Using Kokkos-FFT

This section describes how to use Kokkos-FFT in practice. We also explain some tips to use it efficiently.

Brief introduction

Most of the numpy.fft APIs (numpy.fft.<function_name>) are available in Kokkos-FFT (KokkosFFT::<function_name>) on the Kokkos device. In fact, these are the only APIs available in Kokkos-FFT (see API reference for detail). Kokkos-FFT support 1D to 3D FFT over chosen axes. Inside FFT APIs, we first create a FFT plan for a backend FFT library based on the Views and chosen axes. Then, we execute the FFT using the created plan on the given Views. Then, we may perform normalization based on the users’ choice.

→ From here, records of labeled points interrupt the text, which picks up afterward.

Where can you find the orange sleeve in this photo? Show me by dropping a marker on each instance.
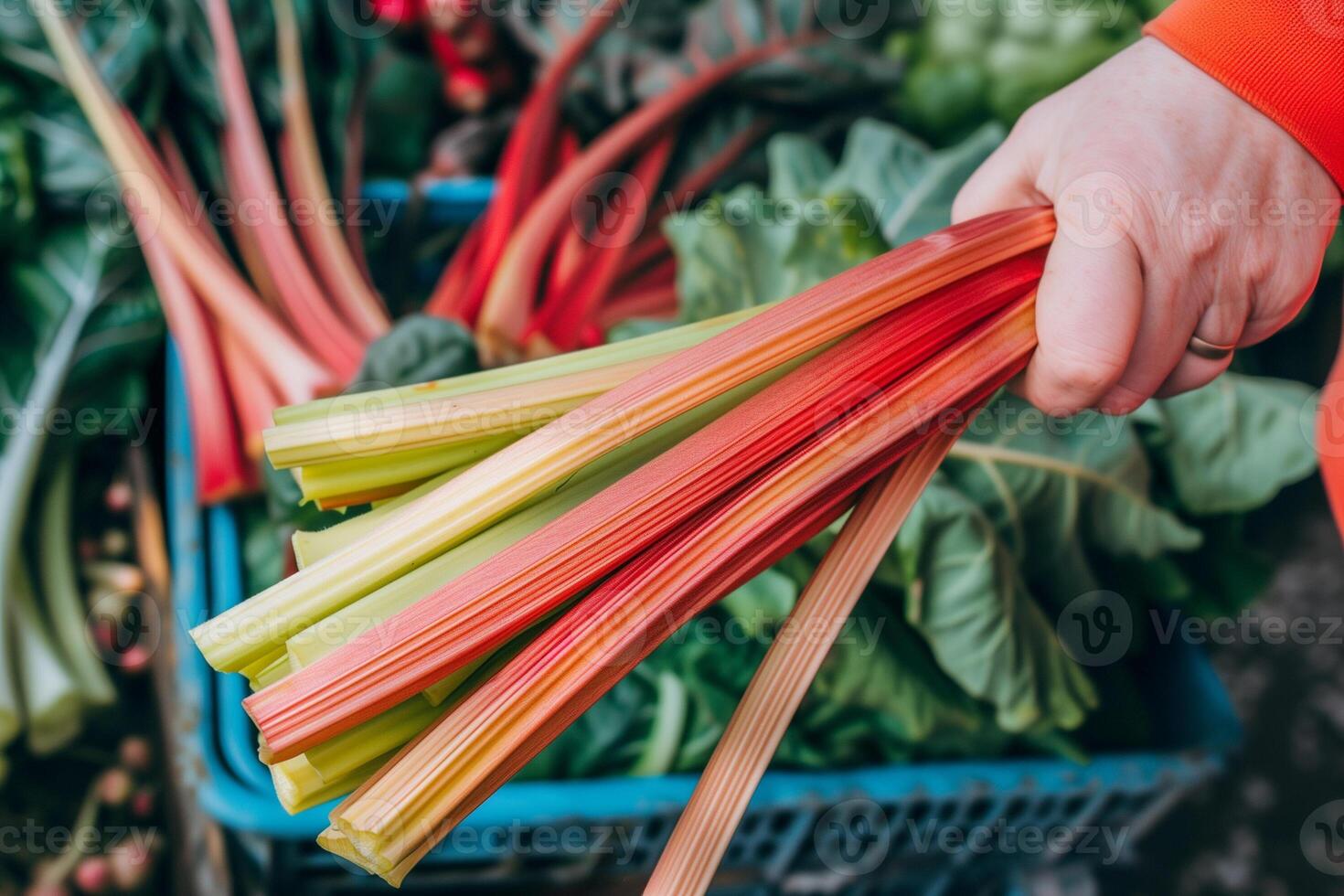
(1284, 57)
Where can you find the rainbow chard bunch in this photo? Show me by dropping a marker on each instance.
(428, 650)
(545, 535)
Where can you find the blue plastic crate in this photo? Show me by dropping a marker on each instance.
(798, 827)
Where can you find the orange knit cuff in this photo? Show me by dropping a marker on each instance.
(1284, 57)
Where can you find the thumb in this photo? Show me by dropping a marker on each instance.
(1004, 180)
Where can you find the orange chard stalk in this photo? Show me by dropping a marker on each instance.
(254, 400)
(222, 472)
(778, 687)
(288, 366)
(434, 784)
(302, 297)
(492, 602)
(302, 165)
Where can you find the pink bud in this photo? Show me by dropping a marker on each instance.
(93, 875)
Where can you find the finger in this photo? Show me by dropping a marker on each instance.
(1191, 372)
(1004, 180)
(1221, 324)
(1087, 311)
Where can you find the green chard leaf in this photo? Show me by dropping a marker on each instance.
(968, 600)
(1232, 445)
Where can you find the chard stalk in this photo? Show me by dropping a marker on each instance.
(19, 465)
(780, 684)
(532, 372)
(436, 781)
(363, 478)
(489, 604)
(294, 375)
(306, 180)
(514, 475)
(511, 410)
(507, 306)
(51, 695)
(302, 295)
(60, 589)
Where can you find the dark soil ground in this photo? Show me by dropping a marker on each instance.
(1243, 832)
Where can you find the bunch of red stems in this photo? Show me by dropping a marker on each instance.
(293, 316)
(571, 242)
(828, 389)
(465, 43)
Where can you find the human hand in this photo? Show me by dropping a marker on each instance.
(1183, 211)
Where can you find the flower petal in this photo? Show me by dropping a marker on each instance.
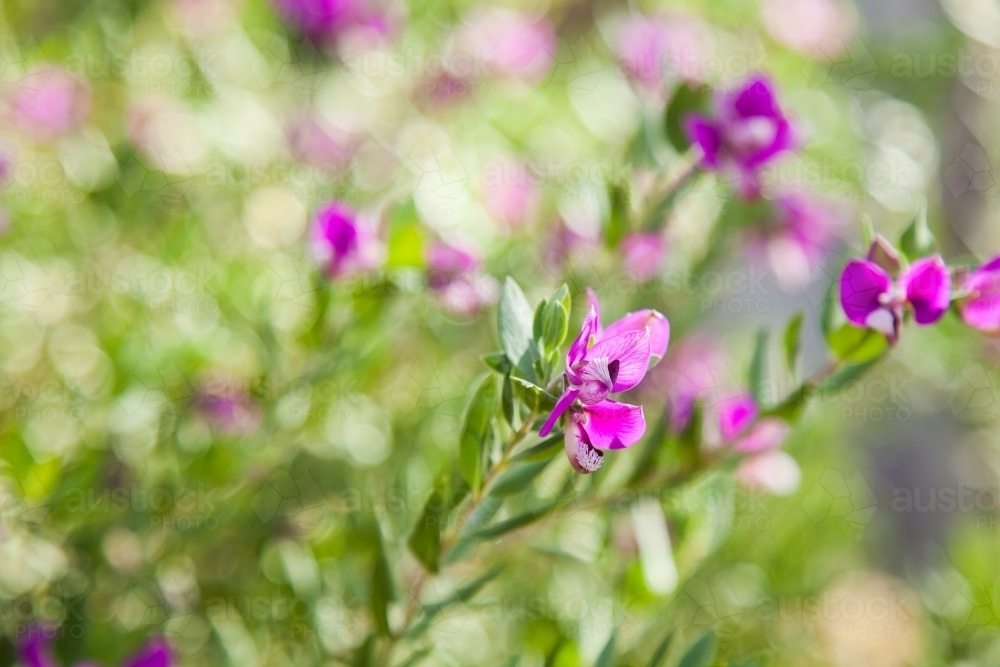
(578, 350)
(613, 425)
(927, 286)
(632, 352)
(659, 330)
(706, 135)
(861, 284)
(981, 310)
(560, 407)
(735, 414)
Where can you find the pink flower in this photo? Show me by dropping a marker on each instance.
(980, 307)
(509, 192)
(747, 131)
(342, 243)
(456, 276)
(797, 238)
(51, 103)
(512, 44)
(774, 472)
(872, 298)
(740, 428)
(601, 362)
(642, 254)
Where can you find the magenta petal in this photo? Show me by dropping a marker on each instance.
(561, 406)
(631, 351)
(927, 286)
(861, 285)
(612, 425)
(735, 415)
(156, 653)
(705, 134)
(578, 350)
(765, 435)
(982, 309)
(659, 330)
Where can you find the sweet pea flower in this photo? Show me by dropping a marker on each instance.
(798, 236)
(740, 428)
(456, 277)
(747, 131)
(642, 254)
(871, 297)
(342, 243)
(600, 362)
(51, 103)
(980, 307)
(34, 651)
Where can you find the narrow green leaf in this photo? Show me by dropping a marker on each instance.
(543, 451)
(607, 655)
(793, 341)
(685, 100)
(519, 521)
(381, 588)
(477, 431)
(660, 654)
(515, 325)
(517, 478)
(701, 653)
(758, 368)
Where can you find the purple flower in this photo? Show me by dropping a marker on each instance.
(51, 103)
(872, 298)
(797, 238)
(980, 307)
(740, 428)
(342, 243)
(747, 131)
(601, 362)
(33, 651)
(642, 253)
(456, 277)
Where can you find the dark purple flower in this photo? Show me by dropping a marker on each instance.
(872, 298)
(342, 243)
(746, 132)
(980, 307)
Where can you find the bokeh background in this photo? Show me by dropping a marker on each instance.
(205, 438)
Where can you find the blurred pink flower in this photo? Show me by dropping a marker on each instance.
(343, 243)
(509, 192)
(773, 472)
(510, 43)
(51, 102)
(457, 279)
(816, 27)
(643, 253)
(315, 142)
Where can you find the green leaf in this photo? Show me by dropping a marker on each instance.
(536, 398)
(685, 100)
(607, 655)
(497, 361)
(381, 590)
(515, 326)
(701, 653)
(854, 344)
(758, 367)
(660, 654)
(543, 451)
(792, 341)
(519, 521)
(517, 478)
(618, 220)
(918, 240)
(477, 432)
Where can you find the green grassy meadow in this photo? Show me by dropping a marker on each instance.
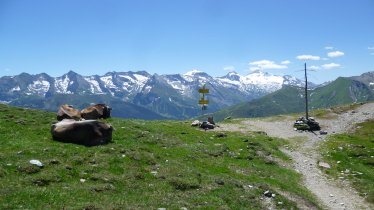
(149, 165)
(352, 158)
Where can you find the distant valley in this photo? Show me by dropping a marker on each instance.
(290, 99)
(140, 94)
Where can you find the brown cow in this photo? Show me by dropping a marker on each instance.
(86, 132)
(96, 111)
(68, 112)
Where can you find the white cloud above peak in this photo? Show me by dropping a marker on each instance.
(335, 54)
(330, 66)
(314, 68)
(229, 68)
(308, 57)
(286, 62)
(266, 64)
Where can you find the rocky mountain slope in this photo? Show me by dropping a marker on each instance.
(290, 99)
(156, 96)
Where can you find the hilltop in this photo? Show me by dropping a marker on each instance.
(149, 164)
(308, 149)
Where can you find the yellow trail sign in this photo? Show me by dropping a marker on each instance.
(203, 90)
(203, 101)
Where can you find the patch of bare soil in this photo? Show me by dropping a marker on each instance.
(333, 194)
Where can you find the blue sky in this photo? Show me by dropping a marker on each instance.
(335, 37)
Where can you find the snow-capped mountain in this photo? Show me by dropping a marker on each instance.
(173, 96)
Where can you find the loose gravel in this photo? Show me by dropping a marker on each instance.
(333, 194)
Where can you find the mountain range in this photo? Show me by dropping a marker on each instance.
(140, 94)
(290, 99)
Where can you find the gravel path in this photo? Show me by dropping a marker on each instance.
(333, 194)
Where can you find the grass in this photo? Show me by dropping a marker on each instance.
(351, 157)
(149, 165)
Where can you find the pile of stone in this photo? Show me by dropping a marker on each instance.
(82, 127)
(206, 125)
(307, 124)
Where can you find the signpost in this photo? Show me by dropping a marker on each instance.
(203, 101)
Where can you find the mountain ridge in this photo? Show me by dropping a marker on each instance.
(172, 96)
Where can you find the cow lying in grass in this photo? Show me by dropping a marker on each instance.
(96, 112)
(86, 132)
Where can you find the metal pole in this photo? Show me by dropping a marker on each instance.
(306, 94)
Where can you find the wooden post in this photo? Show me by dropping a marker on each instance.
(306, 94)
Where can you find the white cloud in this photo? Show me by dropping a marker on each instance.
(254, 68)
(265, 64)
(314, 68)
(229, 68)
(330, 66)
(286, 62)
(335, 54)
(308, 57)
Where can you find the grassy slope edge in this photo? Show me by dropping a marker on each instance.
(150, 164)
(351, 157)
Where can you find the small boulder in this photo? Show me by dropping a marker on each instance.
(323, 132)
(195, 123)
(37, 163)
(324, 165)
(206, 125)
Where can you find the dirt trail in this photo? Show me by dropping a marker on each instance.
(333, 194)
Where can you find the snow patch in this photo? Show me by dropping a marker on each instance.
(94, 85)
(61, 85)
(39, 87)
(17, 88)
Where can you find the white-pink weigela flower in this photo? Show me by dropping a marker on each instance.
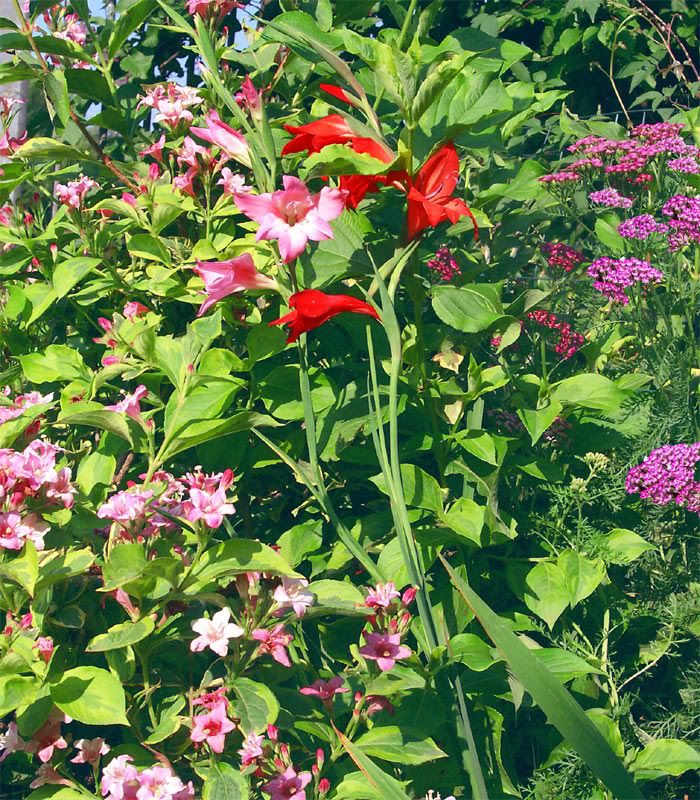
(292, 593)
(215, 633)
(293, 215)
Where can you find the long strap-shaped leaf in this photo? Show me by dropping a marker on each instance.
(556, 702)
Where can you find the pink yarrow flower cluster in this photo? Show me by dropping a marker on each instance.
(122, 781)
(613, 277)
(444, 264)
(641, 227)
(610, 198)
(667, 476)
(568, 342)
(561, 255)
(72, 194)
(171, 103)
(31, 484)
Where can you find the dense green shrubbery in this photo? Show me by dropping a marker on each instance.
(439, 537)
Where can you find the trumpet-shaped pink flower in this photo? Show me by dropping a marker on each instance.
(225, 137)
(130, 405)
(293, 215)
(223, 278)
(90, 750)
(292, 593)
(215, 633)
(288, 786)
(212, 727)
(251, 750)
(384, 648)
(159, 783)
(382, 596)
(274, 642)
(325, 690)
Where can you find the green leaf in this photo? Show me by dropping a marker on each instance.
(538, 421)
(121, 635)
(256, 706)
(42, 147)
(70, 272)
(143, 245)
(387, 788)
(583, 575)
(546, 593)
(91, 695)
(625, 546)
(339, 159)
(238, 556)
(390, 743)
(466, 519)
(16, 691)
(589, 391)
(224, 782)
(23, 568)
(129, 20)
(57, 363)
(559, 706)
(665, 757)
(125, 563)
(470, 309)
(420, 489)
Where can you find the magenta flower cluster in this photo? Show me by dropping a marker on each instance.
(569, 341)
(614, 276)
(444, 265)
(610, 198)
(641, 227)
(667, 475)
(561, 255)
(683, 215)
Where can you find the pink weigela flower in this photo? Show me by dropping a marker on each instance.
(215, 633)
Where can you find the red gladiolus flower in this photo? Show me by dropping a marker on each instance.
(311, 308)
(430, 200)
(334, 129)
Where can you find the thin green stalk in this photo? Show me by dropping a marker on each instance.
(310, 428)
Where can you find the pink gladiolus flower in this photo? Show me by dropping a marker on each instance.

Finally, we destroy the plan. Depending on the View Layout and chosen axes, we may need transpose operations to make data contiguous. In that case, we perform the transpose operations internally which impose overheads in both memory and computations.

Note

KokkosFFT::Impl namespace represents implementation details and should not be accessed by users.

Basic Instruction

We have Standard and Real FFTs as APIs. Standard FFTs can be used for complex to complex transform, whereas Real FFTs perform real to complex transform. As well as numpy.fft, numbers after fft represents the dimension of FFT. For example, KokkosFFT::fft2 performs 2D (potentially batched) FFT in forward direction. If the rank of Views is higher than the dimension of FFT, a batched FFT plan is created. APIs start from i represent inverse transforms. For Real FFTs, users have to pay attention to the input and output data types as well as their extents. Inconsistent data types are suppressed by compilation errors. If extents are inconsistent, it will raise runtime errors (C++ std::runtime_error). The following listing shows good and bad examples of Real FFTs.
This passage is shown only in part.